BRCA1,BRCA2,TP53,STK11,MLH1,MSH2,MSH6,PMS2,APC,MUTYH,VHL,MEN1,RET,PTEN,RB1, SDHD,SDHAF2,SDHC,SDHB,TSC1,TSC2,WT1,NF2,COL3A1,FBN1,TGFBR1,TGFBR2,SMAD3, ACTA2,MYLK,MYH11,MYBPC3,MYH7,TNNT2,TNNI3,TPM1,MYL3,ACTC1,PRKAG2,GLA,MYL2, LMNA,RYR2,PKP2,DSP,DSC2,TMEM43,DSG2,KCNQ1,KCNH2,SCN5A,LDLR,APOB,PCSK9,RYR1, CACNA1S
First you must annotate your data by a gene source that uses the same gene naming convention as the list above. You can do this by going to Add > Annotation... and selecting the RefSeq Genes 105v2, NCBI source from your Local folder.
Then from your open project go to Add > Computed Data... and under the Gene > Project/Cohort selection choose Match Gene List.
On the second dialog select your gene name field from your gene annotation results.
Now give the new field an informative name (ex. In ACMG Genes?) and paste in the above gene list. Then click OK
The results is a True/False column in your variant table that you can then right-click on to select Create Filter Card for this Column
Another option for this type of workflow include running sample specific versions of this tool. See Match Gene List (Per Sample) for further details.
How can I compute coverage statistics for my sample BAM files?¶
To be able to run coverage statistics on your BAM files you must pair the BAM file to your sample(s) during the initial import, see Associate Sample BAM Files for further information. Each BAM file should be unique to the sample and have a corresponding index file (BAI) adjacent to it in its location.
You will also need a region file that will be used to define the areas where coverage will be computed. A BED file or interval source may be used to define the region. If using a BED file there must also be an index (TBI) adjacent to it in its location.
If you need to compute an index for your BAM or BED files go to Tools > Manage Data Sources, navigate to the directory where your files are saved using the Browse button.
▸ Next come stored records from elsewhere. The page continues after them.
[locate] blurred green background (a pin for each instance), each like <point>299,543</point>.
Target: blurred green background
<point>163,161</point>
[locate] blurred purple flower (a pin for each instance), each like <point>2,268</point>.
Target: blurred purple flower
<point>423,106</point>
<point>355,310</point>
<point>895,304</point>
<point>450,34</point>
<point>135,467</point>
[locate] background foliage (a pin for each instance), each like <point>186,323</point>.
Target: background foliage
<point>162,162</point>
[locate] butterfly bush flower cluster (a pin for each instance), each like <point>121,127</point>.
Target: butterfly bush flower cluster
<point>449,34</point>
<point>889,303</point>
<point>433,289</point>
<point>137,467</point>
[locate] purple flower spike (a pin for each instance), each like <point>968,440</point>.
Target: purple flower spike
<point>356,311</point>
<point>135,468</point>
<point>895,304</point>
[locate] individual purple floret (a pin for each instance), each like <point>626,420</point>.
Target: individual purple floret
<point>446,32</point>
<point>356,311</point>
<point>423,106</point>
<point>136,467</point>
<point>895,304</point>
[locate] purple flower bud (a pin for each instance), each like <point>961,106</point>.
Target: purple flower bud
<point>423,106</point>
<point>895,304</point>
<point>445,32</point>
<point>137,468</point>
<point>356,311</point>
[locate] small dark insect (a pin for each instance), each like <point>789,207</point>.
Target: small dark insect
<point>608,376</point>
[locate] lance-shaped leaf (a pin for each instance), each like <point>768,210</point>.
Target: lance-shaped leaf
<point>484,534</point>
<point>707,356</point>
Once the files are visible in the dialog right-click on each and select Computations on Source, then check Genomic Index and click OK on the following dialog.
Once indexing of your files is complete you can go to Add > Computed Data... and under the Sample options select the Targeted Region Coverage algorithm.
On the next dialog select your BED or interval track that will be used to define the regions of interest and optionally specify an additional depth threshold.
Results will be produced in two forms, the first will be the per region output provided in the Coverage Regions table.
The second will be overall sample statistics provided in the Samples table.
How can I prioritize my variants based on a known phenotype?¶
VarSeq has implemented a gene ranking algorithm PhoRank modeled on the Phevor algorithm.
The PhoRank algorithm will rank the genes that overlap the variants in your data based on their proximity to user-specified phenotypes.
To run this algorithm you must first annotate your variants against a gene source which you can do by going to Add > Annotation... and selecting the gene source from your Local annotation folder.
Then, go to Add > Computed Data... to select PhoRank. There are two options for running this tool, if you have a single list of phenotype(s) that will be the same for all the samples in your dataset then select the Gene > Project/Cohort > Variant PhoRank Gene Ranking
If you have a different phenotype(s) for each sample then select the Gene > Per Sample > Sample PhoRank Gene Ranking option.
For this example we will run the per variant version of PhoRank. After selecting the correct version for your needs you will be prompted to select the gene name field from your gene annotation source.
On the next dialog enter your phenotype(s) of interest and click OK.
The results will be available in the Variants by Gene table as well as the Variants table. The results can be sorted by either Gene Rank and Gene Score and filter cards can also be created from these values from the right-click menu.